On your Linux machine do the following:

mkdir okd-installer && cd okd-installer
wget https://github.com/okd-project/okd/releases/download/4.19.0-okd-scos.1/openshift-install-linux-4.19.0-okd-scos.1.tar.gz
wget https://github.com/okd-project/okd/releases/download/4.19.0-okd-scos.1/openshift-client-linux-4.19.0-okd-scos.1.tar.gz
tar xzvf openshift-client-linux-4.19.0-okd-scos.1.tar.gz
tar xzvf openshift-install-linux-4.19.0-okd-scos.1.tar.gz

This downloads the OpenShift Client installer to your machine and unpacks the compressed files.

After that we can install the installer and oc client to the PATH so that you can run those binaries from everywhere like so:

sudo cp ./openshift-install /usr/local/bin/ && cp ./oc /usr/local/bin/

Next steps

After this your environment should be set up and ready to configure the installer. Because we are not done yet, not even close.
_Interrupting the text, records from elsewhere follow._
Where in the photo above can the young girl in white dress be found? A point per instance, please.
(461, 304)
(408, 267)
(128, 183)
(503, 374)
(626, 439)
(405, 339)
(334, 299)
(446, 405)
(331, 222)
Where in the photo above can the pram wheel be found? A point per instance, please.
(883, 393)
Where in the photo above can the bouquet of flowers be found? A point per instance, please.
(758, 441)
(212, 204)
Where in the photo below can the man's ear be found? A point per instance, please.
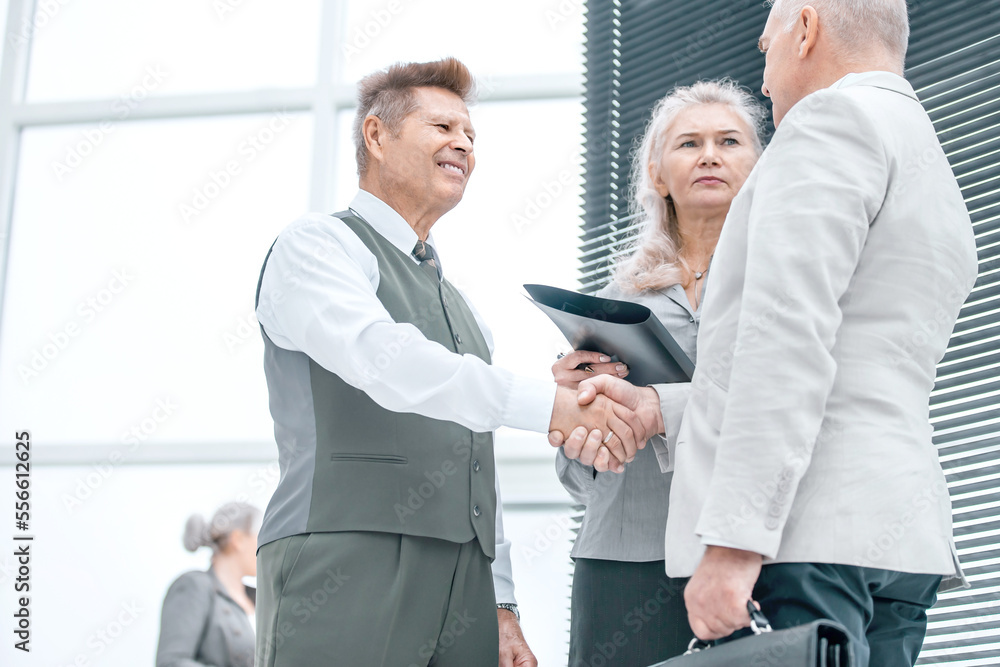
(374, 132)
(807, 30)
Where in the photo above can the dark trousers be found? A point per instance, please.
(884, 612)
(625, 614)
(374, 600)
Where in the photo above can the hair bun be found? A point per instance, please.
(196, 533)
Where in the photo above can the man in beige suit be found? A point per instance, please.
(805, 476)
It is important to note that there are quite a lot different configurations that still need to be done, like configuring the vCenter, the VIPs, DNS names etc in the installer config so that it knows where to deploy the cluster.
Also, I will download and adjust the deployment files for the Antrea CNI. As this is still a very VMware focussed blog, I will be using the Antrea CNI as my CNI. You could also use calico, flannel or another CNI. By default OKD installs the default OpenShift CNI. We will be replacing this with Antrea and integrate it into NSX in a future part of this blog series.